Una compagna di viaggio
Giuseppe Luca Rizzo ha 36 anni, vive a Ferrara, è single e lavora come libero professionista. Nel tempo libero coltiva due grandi passioni: la musica e lo sport, in particolar modo il ciclismo. Insomma, una persona come tante. O così appare agli occhi di chi non conosce quello che per anni è stato il suo segreto: Giuseppe, infatti, è affetto da emofilia A. Anzi, come sottolinea lui stesso, «sono emofiliaco grave. L’emofilia, infatti, in base al deficit del fattore VIII della coagulazione del sangue, può essere classificata in tre categorie: grave, moderata o lieve. Nel mio caso, il deficit è superiore all’1%, quindi la patologia è definita grave».

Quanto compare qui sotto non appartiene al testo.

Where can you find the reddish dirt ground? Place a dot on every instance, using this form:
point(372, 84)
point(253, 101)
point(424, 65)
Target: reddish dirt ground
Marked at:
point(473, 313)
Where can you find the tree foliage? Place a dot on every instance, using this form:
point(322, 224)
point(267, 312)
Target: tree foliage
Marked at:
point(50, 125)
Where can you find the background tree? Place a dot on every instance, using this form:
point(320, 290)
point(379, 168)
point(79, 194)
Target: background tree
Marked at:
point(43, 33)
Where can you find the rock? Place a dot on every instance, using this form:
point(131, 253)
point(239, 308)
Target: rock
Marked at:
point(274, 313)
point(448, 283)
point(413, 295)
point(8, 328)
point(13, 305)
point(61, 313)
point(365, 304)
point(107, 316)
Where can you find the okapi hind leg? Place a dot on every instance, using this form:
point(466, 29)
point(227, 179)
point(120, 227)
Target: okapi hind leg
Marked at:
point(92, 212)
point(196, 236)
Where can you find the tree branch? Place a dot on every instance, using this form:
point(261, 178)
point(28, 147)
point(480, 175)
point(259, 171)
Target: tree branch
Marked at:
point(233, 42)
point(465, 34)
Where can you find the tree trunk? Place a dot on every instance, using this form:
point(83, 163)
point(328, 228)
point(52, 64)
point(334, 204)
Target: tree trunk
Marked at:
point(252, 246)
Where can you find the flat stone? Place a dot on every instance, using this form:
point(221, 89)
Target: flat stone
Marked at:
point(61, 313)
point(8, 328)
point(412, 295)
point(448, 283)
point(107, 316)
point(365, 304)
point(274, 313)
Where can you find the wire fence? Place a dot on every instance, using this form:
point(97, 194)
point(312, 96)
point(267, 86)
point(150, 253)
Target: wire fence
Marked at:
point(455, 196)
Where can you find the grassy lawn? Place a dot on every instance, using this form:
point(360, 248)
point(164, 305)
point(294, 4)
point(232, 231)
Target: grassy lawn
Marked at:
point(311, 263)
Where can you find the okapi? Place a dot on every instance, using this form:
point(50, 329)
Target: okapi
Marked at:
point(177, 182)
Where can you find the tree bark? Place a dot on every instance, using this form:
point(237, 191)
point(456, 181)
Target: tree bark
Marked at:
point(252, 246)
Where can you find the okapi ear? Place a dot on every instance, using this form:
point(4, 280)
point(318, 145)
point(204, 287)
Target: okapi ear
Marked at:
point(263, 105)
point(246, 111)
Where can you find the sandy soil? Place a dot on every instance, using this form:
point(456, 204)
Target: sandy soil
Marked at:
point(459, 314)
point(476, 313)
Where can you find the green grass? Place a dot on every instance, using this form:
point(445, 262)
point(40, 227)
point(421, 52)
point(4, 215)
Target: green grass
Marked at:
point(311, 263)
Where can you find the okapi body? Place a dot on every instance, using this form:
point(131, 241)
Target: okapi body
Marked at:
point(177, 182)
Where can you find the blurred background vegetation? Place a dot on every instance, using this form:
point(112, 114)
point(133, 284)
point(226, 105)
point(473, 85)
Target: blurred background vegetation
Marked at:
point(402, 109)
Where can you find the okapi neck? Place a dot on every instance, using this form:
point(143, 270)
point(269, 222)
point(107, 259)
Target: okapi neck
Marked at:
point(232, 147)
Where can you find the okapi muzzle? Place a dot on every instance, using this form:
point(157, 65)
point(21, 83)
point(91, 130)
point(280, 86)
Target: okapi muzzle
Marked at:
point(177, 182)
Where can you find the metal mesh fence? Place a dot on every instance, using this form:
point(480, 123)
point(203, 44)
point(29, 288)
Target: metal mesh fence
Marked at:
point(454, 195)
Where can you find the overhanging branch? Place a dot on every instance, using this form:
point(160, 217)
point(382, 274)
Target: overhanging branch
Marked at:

Fino al 2012, cioè fino ai 24 anni, Rizzo ha tenuto riservata la sua condizione: un po’ per la paura di essere giudicato e isolato, un po’ per la voglia di sentirsi semplicemente come tutti gli altri. Poi, racconta, «mi sono reso conto che l’emofilia non era un limite, ma un valore aggiunto. Pormi e raggiungere obiettivi e fare cose un po’ fuori dall’ordinario mi ha dato una nuova prospettiva e ho sentito la necessità di condividere i miei successi e le mie sconfitte con gli altri. Mi sono reso conto che riuscivo a trasmettere molto di più di quanto credessi, e questo mi ha spinto a offrire una chiave di lettura diversa per quelle persone che, come me, hanno avuto difficoltà a mettersi in gioco e ad affrontare la propria vita».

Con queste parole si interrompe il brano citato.